Funzionari regi istituiti da Carlo Magno [vedi]. Già sotto i Merovingi [vedi] esisteva la figura del misso, ma non istituzionalizzata. Con i Carolingi i (—) divennero un organo regolare, attraverso il quale l’imperatore raggiungeva direttamente tutte le popolazioni dell’impero, scavalcando i funzionari.
I (—) erano regolati da un capitolare [vedi] dell’802, in base al quale venivano scelti annualmente tra il personale del Palazzo [vedi Palatium], in genere tra i ricchi, per evitare possibili venalità. Venivano inviati, in coppia, in una circoscrizione dell’impero (missiaticum) che essi dovevano visitare.
Uno dei due (—) era di provenienza ecclesiastica (vescovo o abate), l’altro era di provenienza laica (conte o duca), ciò a testimonianza della raggiunta convergenza tra autorità imperiale ed ecclesiastica.

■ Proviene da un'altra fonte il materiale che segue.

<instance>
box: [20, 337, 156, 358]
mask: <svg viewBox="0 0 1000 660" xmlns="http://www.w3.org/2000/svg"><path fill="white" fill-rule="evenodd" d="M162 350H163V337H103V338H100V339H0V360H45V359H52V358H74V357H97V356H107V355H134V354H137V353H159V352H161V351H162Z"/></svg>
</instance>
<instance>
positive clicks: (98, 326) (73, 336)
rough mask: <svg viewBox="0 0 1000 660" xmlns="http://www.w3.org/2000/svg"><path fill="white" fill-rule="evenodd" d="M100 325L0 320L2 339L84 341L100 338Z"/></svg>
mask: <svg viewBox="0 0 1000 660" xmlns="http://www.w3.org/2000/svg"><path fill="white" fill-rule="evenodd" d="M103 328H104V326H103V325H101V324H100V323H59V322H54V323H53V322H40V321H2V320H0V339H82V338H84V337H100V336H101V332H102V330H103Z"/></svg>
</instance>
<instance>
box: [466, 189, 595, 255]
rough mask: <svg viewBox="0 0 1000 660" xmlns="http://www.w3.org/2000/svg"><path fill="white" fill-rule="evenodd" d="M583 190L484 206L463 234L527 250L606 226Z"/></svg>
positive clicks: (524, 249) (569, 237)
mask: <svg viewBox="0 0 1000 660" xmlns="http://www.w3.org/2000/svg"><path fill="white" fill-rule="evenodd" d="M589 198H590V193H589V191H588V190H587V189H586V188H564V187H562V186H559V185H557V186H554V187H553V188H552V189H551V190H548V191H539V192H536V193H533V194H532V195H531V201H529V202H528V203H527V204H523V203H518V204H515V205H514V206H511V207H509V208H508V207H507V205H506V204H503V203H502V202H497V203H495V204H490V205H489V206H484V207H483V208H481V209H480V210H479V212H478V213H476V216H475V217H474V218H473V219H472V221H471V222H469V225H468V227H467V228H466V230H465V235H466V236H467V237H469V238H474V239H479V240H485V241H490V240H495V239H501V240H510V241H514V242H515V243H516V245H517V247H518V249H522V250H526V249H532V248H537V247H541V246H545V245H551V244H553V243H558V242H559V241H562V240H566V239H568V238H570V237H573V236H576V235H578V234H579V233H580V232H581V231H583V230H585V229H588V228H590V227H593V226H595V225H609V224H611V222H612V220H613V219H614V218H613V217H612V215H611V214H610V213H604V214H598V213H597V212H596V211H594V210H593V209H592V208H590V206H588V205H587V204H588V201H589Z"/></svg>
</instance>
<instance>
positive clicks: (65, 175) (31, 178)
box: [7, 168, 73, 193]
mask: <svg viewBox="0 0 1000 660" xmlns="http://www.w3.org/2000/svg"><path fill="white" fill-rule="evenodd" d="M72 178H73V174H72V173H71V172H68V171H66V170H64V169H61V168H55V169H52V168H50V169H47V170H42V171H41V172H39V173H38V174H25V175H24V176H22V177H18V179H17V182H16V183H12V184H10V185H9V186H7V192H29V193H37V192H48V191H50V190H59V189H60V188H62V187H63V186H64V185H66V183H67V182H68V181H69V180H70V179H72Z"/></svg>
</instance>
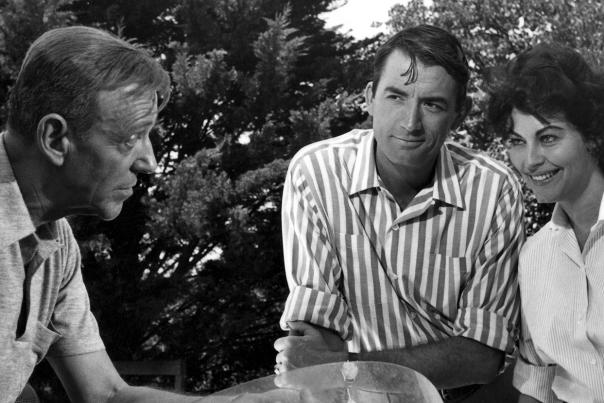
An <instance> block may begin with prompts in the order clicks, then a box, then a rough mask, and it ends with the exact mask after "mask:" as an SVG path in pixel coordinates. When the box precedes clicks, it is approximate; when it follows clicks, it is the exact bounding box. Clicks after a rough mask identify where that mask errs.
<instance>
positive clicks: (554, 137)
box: [539, 134, 558, 144]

I (—) rappresentavano l’imperatore. In ogni località tenevano un’assemblea generale degli uomini liberi, nella quale veniva prestato giuramento di fedeltà all’imperatore, pubblicati i capitolari, raccolte le lamentele contro i funzionari. Ad essi venivano sottoposti i processi giudiziari più gravi, talvolta le denunce tra singoli sul piano morale o religioso, le suppliche delle persone senza difesa (orfani, vedove).
Essi svolgevano funzioni amministrative: inchieste sulla riscossione delle imposte, sulla moneta falsa, sulla manutenzione delle strade, sulla conservazione delle proprietà del re, sulla gestione delle chiese. Gli ordini dei (—) in quanto accompagnati dal banno regio, tale da comportare pesanti sanzioni per chi lo violasse, si imponevano a tutti: ai privati, così come ai conti e ai vescovi.
I (—) vigilavano sui funzionari, ed avevano anche poteri di revoca degli stessi. Controllavano anche il clero e l’osservanza dei precetti religiosi da parte dei laici.
Fin quando l’impero mantenne una forte autorità sui (—), tale istituzione conservò la propria funzionalità. La decadenza dell’impero comportò una sempre maggiore autonomizzazione dei (—), finendo con l’indebolire ulteriormente l’autorità centrale.